Ellie’s Generations of Good Food a labor of love that incorporates recipes, stories, and anecdotes from six generations of the author’s Italian family.
Ellies Generatiosn of Good Food is not only about recipes, but how they become part of our being. According to a study, solid emotional states make people turn to comfort food to feel safe and in control. These comfort foods not only taste good but also lessen the impact of stress hormones. Eating sweet and starchy food helps people’s bodies make serotonin, making them feel calmer and decreasing the stress hormone cortisol.
Similarly, when a person is upset or stressed, they sometimes choose familiar foods which remind them of their childhood. And comfort foods run the gamut from cheese quesadillas and meatloaf to a rich bowl of South Asian curry. They reflect a person’s cultural cuisines and usually make them think of home. The prevalent thread is that they remind people of how protected and secure they may have felt in childhood.
Five mood-boosting foods
When people feel depressed, they often reach for comfort foods, but researchers say fat- and carb-heavy foods may not be the best healthy option. Below are five foods that experts frequently recommend to help combat the symptoms of lethargy, mood swings, and cravings that are often associated with depression. As a bonus, they have well-known overall health benefits.
1. Eggs – with the yolk. The protein provided by eggs helps stabilize blood sugar, and the yolks contain B vitamins, proven to lessen the severity of depression’s symptoms. The myth that eggs are harmful to cholesterol has been debunked. They are a powerhouse of nutrition.
2. Cold water fish. Tuna, wild salmon, and mackerel all contain omega-3 fatty acids supporting brain health. Omega-3 is beneficial for heart health and recommended in anti-inflammatory diets.
3. Nuts and seeds. Walnuts offer high amounts of omega-3 fatty acids, which support brain health. Other seeds and nuts, such as pumpkin seeds, sunflower seeds, peanuts, and almonds, are also beneficial because they contain magnesium. Most nuts and seeds are a healthy snack choice or to use in salads and baking. This nutrient has been shown to boost serotonin levels, the “feel-good” brain chemical.
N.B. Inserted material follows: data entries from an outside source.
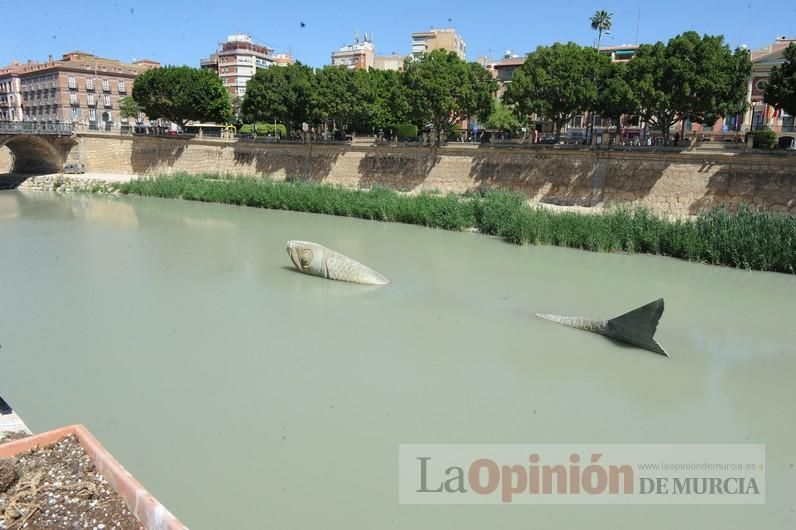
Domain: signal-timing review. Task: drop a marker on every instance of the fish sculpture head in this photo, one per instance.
(307, 256)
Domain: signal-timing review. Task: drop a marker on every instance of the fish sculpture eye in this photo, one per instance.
(306, 258)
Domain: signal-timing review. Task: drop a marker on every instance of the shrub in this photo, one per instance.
(406, 131)
(264, 129)
(764, 139)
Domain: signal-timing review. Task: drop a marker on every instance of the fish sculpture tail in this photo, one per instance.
(636, 327)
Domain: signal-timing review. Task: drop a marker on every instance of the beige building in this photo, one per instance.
(81, 89)
(760, 114)
(438, 39)
(10, 93)
(237, 60)
(392, 61)
(357, 56)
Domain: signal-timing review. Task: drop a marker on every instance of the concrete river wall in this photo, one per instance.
(679, 183)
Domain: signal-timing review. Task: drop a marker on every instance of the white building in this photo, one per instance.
(356, 56)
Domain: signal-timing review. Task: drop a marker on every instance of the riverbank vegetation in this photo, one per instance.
(747, 238)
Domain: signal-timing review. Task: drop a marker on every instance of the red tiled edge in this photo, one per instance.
(151, 514)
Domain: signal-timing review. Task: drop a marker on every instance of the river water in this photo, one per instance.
(246, 395)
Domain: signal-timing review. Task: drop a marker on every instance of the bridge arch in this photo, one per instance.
(33, 154)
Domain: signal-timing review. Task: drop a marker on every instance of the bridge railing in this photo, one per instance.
(34, 127)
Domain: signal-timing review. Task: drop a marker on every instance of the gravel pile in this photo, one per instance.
(57, 488)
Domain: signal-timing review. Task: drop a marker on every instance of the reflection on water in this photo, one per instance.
(181, 335)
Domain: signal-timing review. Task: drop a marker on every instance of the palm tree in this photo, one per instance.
(601, 22)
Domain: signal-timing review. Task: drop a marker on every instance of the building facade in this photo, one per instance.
(10, 93)
(81, 89)
(392, 61)
(238, 58)
(760, 115)
(438, 39)
(357, 56)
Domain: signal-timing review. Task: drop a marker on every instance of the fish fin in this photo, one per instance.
(638, 326)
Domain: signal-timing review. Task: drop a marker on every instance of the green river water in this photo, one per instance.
(243, 394)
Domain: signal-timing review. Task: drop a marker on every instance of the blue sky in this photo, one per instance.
(181, 32)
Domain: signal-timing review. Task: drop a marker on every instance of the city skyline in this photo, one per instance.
(181, 32)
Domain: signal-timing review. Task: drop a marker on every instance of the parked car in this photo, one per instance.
(74, 168)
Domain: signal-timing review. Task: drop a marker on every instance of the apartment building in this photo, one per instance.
(238, 58)
(10, 93)
(392, 61)
(620, 54)
(759, 114)
(81, 88)
(438, 39)
(357, 56)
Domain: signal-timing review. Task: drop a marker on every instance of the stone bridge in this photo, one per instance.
(36, 147)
4. Grains. High-fiber whole grains like whole wheat pasta, bread, oatmeal, and sweet potatoes help your body release serotonin. Grains are carbohydrates which provide the body’s energy.
5. Low-fat dairy. Not only are low-fat cheese, milk, and yogurt good for your bones, but the calcium and vitamin D in these foods contain peptides that promote well-being and relaxation.
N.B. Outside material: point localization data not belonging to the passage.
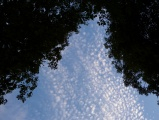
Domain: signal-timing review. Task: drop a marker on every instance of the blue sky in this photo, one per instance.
(84, 87)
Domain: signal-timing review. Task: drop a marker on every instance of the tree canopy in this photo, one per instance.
(32, 32)
(134, 43)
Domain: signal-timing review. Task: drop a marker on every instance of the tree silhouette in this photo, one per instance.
(134, 42)
(32, 32)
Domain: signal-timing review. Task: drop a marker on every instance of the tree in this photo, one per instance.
(32, 32)
(134, 43)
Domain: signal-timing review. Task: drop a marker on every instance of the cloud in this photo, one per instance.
(84, 87)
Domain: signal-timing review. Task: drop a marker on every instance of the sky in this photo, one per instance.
(84, 87)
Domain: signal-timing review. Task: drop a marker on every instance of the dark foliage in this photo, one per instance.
(30, 33)
(134, 43)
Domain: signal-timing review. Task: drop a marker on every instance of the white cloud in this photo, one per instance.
(84, 87)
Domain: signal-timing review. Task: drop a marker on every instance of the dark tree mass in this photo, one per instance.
(134, 43)
(32, 32)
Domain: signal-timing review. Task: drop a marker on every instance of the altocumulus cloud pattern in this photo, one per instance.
(84, 87)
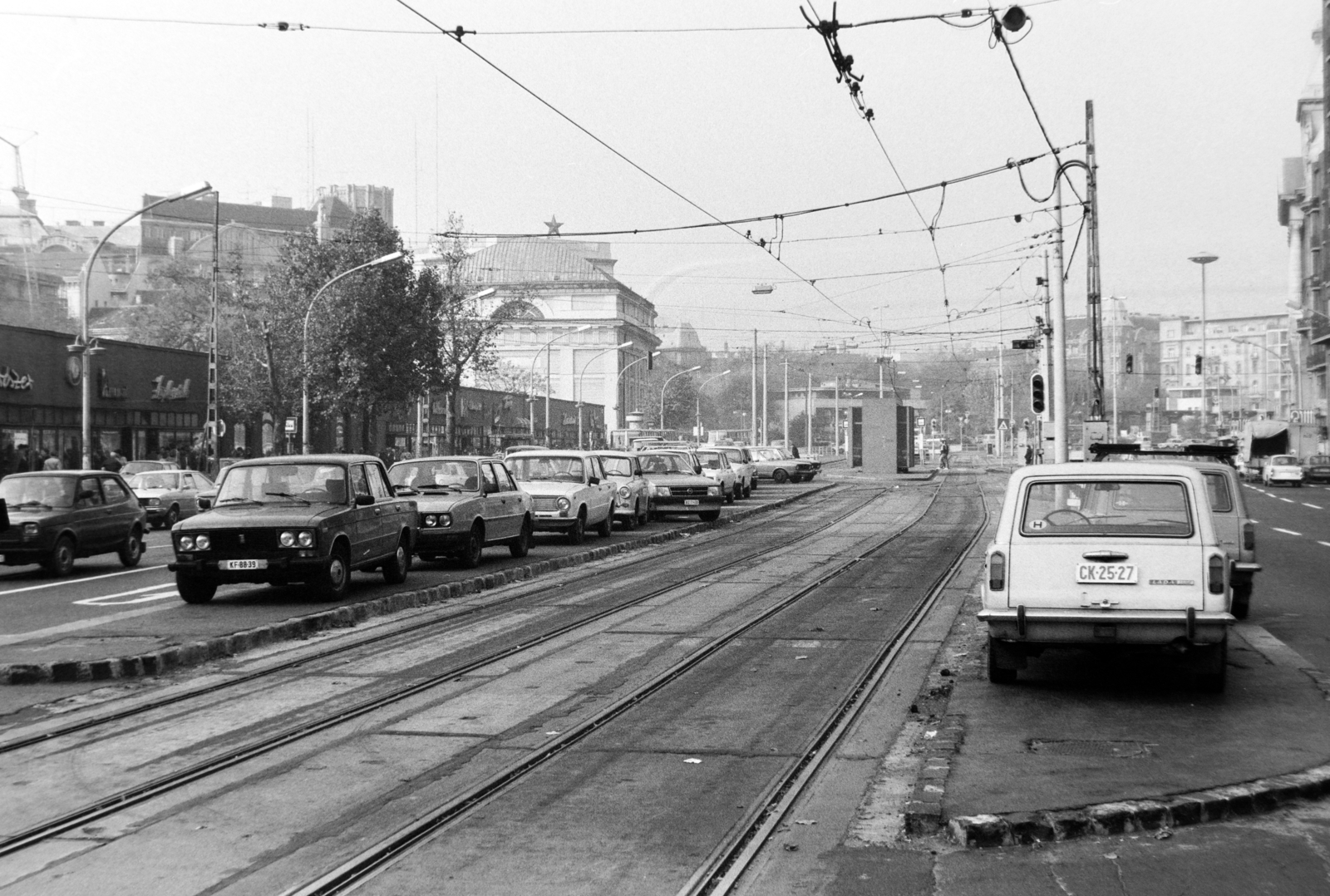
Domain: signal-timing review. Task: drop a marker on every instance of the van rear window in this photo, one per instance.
(1092, 508)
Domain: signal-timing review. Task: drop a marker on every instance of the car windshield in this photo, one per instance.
(37, 490)
(155, 480)
(559, 468)
(1095, 508)
(273, 483)
(438, 475)
(667, 465)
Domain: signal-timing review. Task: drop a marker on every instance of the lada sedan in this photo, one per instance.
(57, 516)
(632, 503)
(170, 495)
(1111, 556)
(716, 465)
(465, 504)
(303, 519)
(1283, 470)
(569, 490)
(675, 487)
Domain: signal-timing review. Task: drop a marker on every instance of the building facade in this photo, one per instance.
(569, 314)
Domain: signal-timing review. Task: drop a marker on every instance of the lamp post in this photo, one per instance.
(305, 346)
(531, 381)
(667, 386)
(697, 411)
(86, 346)
(1203, 259)
(582, 388)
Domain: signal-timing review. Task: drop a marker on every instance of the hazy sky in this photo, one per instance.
(1195, 108)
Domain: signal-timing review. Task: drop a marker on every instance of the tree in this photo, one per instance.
(466, 338)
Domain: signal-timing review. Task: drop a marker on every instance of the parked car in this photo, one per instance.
(1283, 468)
(716, 465)
(780, 467)
(1108, 556)
(136, 467)
(676, 487)
(465, 504)
(744, 467)
(632, 503)
(305, 519)
(57, 516)
(1317, 470)
(569, 490)
(170, 495)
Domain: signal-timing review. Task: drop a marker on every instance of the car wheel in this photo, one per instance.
(474, 552)
(62, 561)
(334, 581)
(132, 550)
(396, 570)
(578, 530)
(1241, 600)
(997, 674)
(1214, 682)
(195, 590)
(522, 544)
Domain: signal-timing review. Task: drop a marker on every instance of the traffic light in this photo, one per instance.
(1037, 392)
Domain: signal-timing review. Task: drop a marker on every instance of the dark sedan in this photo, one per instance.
(305, 519)
(57, 516)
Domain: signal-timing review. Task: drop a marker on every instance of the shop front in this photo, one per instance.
(148, 403)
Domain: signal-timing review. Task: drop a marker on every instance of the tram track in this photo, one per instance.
(728, 860)
(397, 632)
(160, 786)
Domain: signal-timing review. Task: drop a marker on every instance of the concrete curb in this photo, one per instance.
(303, 627)
(1176, 810)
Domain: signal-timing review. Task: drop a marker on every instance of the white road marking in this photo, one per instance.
(135, 596)
(80, 581)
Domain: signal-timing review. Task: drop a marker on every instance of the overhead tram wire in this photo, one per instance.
(456, 39)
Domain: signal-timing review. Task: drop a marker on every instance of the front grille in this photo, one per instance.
(254, 539)
(688, 490)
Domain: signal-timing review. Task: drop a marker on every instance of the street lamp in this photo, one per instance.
(86, 346)
(697, 411)
(531, 381)
(305, 346)
(1203, 259)
(582, 388)
(667, 386)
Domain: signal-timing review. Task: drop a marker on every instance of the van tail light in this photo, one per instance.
(997, 572)
(1216, 577)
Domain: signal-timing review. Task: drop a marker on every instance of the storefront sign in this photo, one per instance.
(165, 390)
(104, 387)
(11, 379)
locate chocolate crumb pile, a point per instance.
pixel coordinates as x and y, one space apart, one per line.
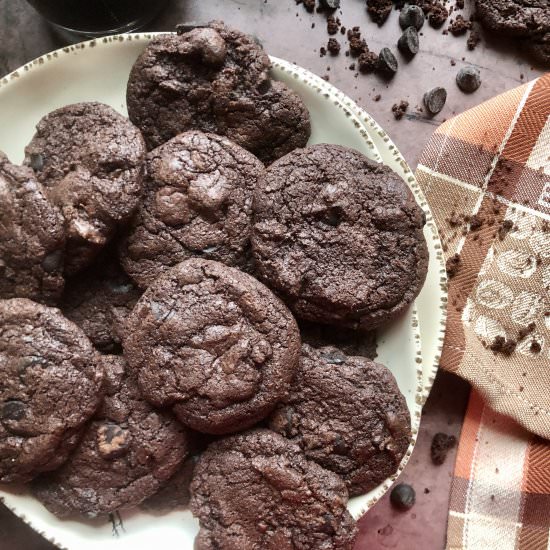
453 265
399 109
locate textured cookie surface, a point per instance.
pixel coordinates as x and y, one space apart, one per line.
91 161
127 452
214 79
50 385
197 202
32 237
214 343
99 300
348 415
339 237
257 491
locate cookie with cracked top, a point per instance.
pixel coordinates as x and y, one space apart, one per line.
32 237
257 491
90 159
51 382
347 414
214 344
215 79
98 300
524 18
197 202
126 454
338 237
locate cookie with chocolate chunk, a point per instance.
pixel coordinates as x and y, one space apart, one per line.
215 79
32 237
347 414
257 490
50 385
99 300
214 344
339 237
126 454
197 202
90 159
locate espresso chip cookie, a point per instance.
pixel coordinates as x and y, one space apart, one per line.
50 385
348 415
32 237
257 491
99 300
91 161
214 79
198 202
213 343
339 237
127 452
523 18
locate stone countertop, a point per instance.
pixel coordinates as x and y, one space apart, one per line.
289 32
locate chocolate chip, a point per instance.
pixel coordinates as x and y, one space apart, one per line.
387 62
333 46
441 445
403 496
367 62
330 4
52 261
408 42
36 161
13 410
411 16
435 99
468 79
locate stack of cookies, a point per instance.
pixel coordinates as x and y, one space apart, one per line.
165 284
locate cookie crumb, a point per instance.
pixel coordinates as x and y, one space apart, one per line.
503 346
474 38
459 26
535 347
453 265
505 227
441 445
333 46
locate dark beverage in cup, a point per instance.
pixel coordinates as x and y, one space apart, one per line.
97 17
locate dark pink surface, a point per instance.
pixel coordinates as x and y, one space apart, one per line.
286 31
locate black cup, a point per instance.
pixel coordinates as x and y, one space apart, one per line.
92 18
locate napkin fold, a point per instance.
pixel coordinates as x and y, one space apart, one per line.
486 176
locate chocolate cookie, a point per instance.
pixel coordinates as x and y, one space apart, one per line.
348 415
91 161
126 453
99 300
213 343
257 491
339 237
198 202
50 385
176 491
32 237
214 79
515 17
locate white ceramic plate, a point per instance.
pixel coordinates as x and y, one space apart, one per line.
98 70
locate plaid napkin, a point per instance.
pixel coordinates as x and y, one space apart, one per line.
486 176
Other healthy alternatives that can also be very comforting
Studies reflect that we live in unprecedented times which cause unforeseen stress in lives. While stress cannot always be controlled, people can control the impact of stress on their diets.
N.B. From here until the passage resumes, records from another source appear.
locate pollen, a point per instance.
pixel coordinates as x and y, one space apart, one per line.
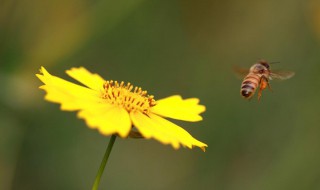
129 97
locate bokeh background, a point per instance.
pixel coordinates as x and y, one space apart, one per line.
167 47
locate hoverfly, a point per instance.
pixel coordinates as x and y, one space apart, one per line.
258 77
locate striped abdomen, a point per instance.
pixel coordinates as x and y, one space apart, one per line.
249 85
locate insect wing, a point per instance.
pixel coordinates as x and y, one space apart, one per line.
281 75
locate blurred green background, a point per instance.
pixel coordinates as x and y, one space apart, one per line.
167 47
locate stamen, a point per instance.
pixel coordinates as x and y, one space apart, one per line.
130 97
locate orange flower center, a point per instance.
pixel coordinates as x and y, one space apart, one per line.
126 95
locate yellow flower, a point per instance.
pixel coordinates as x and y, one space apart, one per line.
119 108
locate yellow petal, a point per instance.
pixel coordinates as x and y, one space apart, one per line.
108 119
153 126
93 81
177 108
71 96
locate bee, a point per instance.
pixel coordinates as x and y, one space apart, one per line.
258 77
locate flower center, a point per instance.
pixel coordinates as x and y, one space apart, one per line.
126 95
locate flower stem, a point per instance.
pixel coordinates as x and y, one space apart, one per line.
103 163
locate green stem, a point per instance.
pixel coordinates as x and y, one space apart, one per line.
103 163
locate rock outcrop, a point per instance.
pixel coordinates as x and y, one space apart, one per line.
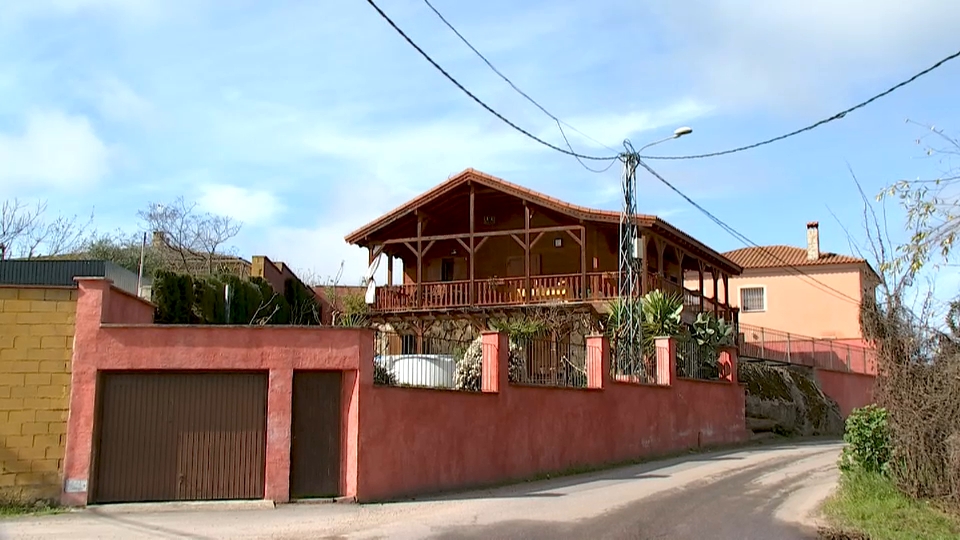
787 401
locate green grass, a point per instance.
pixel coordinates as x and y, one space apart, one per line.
869 503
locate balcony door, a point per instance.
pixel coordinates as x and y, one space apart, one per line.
515 266
446 269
During these challenging times, take comfort in sharing recipes. These bonds will undoubtedly ease some of our pain and minimize the isolation imposed by our current restrictions. Check out the Cookbook by Eleanor Gaccetta entitled, Generations Of Good Food. This book is a compilation of recipes that span six generations. The book is a collection of straightforward recipes and heartfelt stories of Italian life that brought families together around the table. This book will raise your interest whether you are a novice in the kitchen, a home cook, or a professionally trained cook. The cookbook is a compilation of nearly 200 recipes, including main dishes, bread, cakes, pies, cookies, and candy. Would you like to cook pasta dishes, bake sweet Easter bread, a Chiffon cake, lemon ricotta cookies, or make Tiger butter fudge? These and many more recipes are included. Just glancing through the table of contents will urge you to cook, bake and eat.
On the other hand, Ellie’s Generations of Good Food, her second book, was not planned. Writing the book and sharing recipes was a labor of love that consumed her time during the pandemic lockdown. It incorporates recipes, stories, and anecdotes from six generations of her Italian family. It is a book for the kitchen novice and seasoned cook and baker. Today she lives in a suburb west of Denver where she enjoys spending time with family, being outdoors, cooking, baking, and gardening. She committed to remaining healthy, getting in shape, and staying fit during the pandemic. After the pandemic, she walks 2-3 miles daily and has become a gym shark.